When you’re in a relationship, you want to make your partner feel happy and supported. But at some point, you might recognize a toxic pattern where your responsibility to the other person gets out of hand. But you continue to stick around in this precarious situation.
At first, codependency can sound like a positive term because it seems to reflect an equal amount of give and take in a relationship. But the definition shows a different reality. Codependency is a condition where you form a dangerous emotional attachment to another person and excessively rely on them.
You and your partner could be in a codependent relationship, especially if one person is hindering the other’s improvement. Part of being stuck in codependency entails enabling someone when they practice destructive habits. To help you assess your relationship, here are a few ways to identify your state and tips on overcoming codependency.
Signs of a Codependent Relationship
To evaluate your level of dependency on others, examine your relationships to check for warning signs. Here are three signs that can indicate you are in a codependent situation.
1. People Pleasing
Chasing after the approval of others might show an underlying issue — a dislike of self. When you feel you’re not worthy or good enough, you can cling to how others see you. You want to please everyone in your life, and you go to great lengths to steer clear of disappointment, which can tear you down.
2. Unclear Boundaries
When you are willing to tolerate unhealthy behavior from your partner, your boundaries often become muddled. Encouraging or rewarding hurtful actions or comments causes further harm to both parties.
When you don’t know when to say no, you start to put up with upsetting habits and fail to draw the line when it’s necessary.

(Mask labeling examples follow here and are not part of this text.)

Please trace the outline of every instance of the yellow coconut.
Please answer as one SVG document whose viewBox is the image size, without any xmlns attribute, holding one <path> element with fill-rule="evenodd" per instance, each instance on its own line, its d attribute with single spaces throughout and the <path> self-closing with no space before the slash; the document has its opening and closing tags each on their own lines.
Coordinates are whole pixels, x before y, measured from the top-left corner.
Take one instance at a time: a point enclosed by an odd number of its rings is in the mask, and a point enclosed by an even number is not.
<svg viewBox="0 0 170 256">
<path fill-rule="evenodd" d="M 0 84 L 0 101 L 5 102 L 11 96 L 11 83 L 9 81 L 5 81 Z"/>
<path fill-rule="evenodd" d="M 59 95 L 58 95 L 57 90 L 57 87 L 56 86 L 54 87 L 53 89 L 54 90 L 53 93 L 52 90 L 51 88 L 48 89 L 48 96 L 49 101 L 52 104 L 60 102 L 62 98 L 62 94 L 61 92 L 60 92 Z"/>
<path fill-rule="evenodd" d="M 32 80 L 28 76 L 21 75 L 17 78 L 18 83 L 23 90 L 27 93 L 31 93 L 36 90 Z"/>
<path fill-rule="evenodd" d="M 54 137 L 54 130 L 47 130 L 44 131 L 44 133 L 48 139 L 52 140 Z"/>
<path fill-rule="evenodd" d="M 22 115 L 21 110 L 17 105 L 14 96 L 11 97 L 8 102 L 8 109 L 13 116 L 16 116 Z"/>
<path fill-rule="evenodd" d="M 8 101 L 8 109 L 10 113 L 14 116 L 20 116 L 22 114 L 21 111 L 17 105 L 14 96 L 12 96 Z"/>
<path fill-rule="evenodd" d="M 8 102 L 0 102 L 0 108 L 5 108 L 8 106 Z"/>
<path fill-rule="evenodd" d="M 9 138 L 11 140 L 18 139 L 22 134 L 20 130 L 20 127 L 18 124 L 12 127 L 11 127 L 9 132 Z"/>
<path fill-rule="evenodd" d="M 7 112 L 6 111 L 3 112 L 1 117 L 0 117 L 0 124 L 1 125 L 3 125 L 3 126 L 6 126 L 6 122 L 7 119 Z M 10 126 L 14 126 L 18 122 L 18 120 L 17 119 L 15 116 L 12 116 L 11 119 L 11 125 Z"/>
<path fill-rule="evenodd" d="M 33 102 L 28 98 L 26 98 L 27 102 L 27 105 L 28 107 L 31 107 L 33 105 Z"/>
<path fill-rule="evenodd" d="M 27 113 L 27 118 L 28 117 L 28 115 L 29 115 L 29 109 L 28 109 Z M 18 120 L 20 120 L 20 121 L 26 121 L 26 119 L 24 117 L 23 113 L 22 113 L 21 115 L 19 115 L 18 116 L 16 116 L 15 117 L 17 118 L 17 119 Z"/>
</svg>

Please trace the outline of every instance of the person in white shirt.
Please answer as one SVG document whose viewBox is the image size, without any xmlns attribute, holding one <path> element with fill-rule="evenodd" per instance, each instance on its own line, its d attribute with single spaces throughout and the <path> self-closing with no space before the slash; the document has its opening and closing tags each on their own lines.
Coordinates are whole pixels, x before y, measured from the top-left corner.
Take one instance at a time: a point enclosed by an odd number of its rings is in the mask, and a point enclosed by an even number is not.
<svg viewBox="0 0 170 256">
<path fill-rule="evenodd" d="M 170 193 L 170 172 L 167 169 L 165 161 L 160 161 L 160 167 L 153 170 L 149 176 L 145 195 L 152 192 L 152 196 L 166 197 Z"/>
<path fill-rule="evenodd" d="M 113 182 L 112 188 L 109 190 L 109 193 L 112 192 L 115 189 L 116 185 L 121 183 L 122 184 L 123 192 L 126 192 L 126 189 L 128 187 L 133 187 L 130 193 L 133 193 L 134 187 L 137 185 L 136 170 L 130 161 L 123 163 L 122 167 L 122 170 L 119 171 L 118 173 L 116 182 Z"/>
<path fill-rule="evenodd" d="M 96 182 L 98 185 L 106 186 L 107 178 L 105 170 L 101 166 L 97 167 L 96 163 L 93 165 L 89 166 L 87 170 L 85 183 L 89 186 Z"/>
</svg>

3. Failure to Confront Serious Problems
You might be unwilling to admit there’s something wrong in your relationship. You ignore or deny warning signs others notice about your partner, and any discussions on the issue can produce a sense of anxiety that prevents you from facing the problem.
Dodging confrontation can leave you stuck and closed off from your friends and family.
Steps to Overcome a Codependency
Removing yourself from a codependent relationship is challenging when you have invested time and energy. But separating yourself from an unhealthy lifestyle can enrich your life and set you up for restoration. Overcoming codependency is an involved process, but here are three steps to get you started.
1. Practice Positive Self-Esteem
A damaged identity needs repairing, so focus on affirming yourself rather than waiting for outward validation. Cultivate self-love so you can revive your confidence, and reorient your thoughts to encourage and uplift yourself, instead of criticizing your actions.
2. Nurture Your Interests
Rather than letting your relationship dominate your thoughts, take some time to honor your desires. Participate in hobbies that give you joy and fulfillment. Caring for yourself is vital, so allow yourself to concentrate on personal time.
3. Develop Healthy Limitations
Establish sensible boundaries for yourself, and don’t be afraid to implement these in future relationships. In your next relationship, place importance on a proper amount of dependence in the right situations, but don’t overstep. Limitations can keep your life balanced and preserve your emotional health.
Attain Freedom From an Unhealthy Situation
Codependency goes beyond supporting your partner and moves into an unhealthy state of caretaking. While sacrifices can be appropriate in relationships, make sure you aren’t enabling your partner.
You can flourish in a relationship with helpful boundaries, necessary confrontation and a beneficial sense of identity. Overcome codependency today to begin healing.